Ms Wood said that while the government was right that there were “new considerations at play including shifting geopolitical sands and the need to transition to the green economy”, it was worth remembering that many costs of industry support were still there.
According to the Productivity Commission, Australian governments spent $13.8bn in 2021-22 on industry assistance, perhaps more if a myriad of carbon-abatement measures that support private businesses were included.
“For industries that are not able to ‘stand on their own two feet’ in competing globally, more money will be needed for every year we choose to ‘rent’ the industry,” Ms Wood said. “Second, we will see a whole class of businesses whose livelihoods depend on ongoing support, which will have an incentive to spend a lot of time and resources ensuring that the tap is not turned off.

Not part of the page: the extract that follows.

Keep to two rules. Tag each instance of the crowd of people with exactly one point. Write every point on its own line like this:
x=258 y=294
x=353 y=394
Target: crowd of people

To make sure that new supports make sense, we would encourage the government to be very clear in specifying their policy objectives.
“Understanding whether we are trying to reduce supply-chain risks, speed up the green transition or create jobs is needed to help evaluate whether the policies stack up.”
Mr Eslake said that in a globalised economy to be successful in manufacturing at the moment you needed scale because the activity had high fixed costs.
“Australia lacks a large domestic market or proximity to its customers, so we can’t achieve that scale to succeed,” he said.
He added that when industries operated behind the tariff wall from Federation to the 1980s, growth in living standards fell behind other countries.
Mr Eslake said one of the reasons for Australia’s poor overall labour-productivity performance over the past decade was that an increasing share of hours was being worked in the intrinsically labour-intensive, and hence inherently low-labour-productivity, “care economy”, as the Treasurer calls health, aged care and disability services.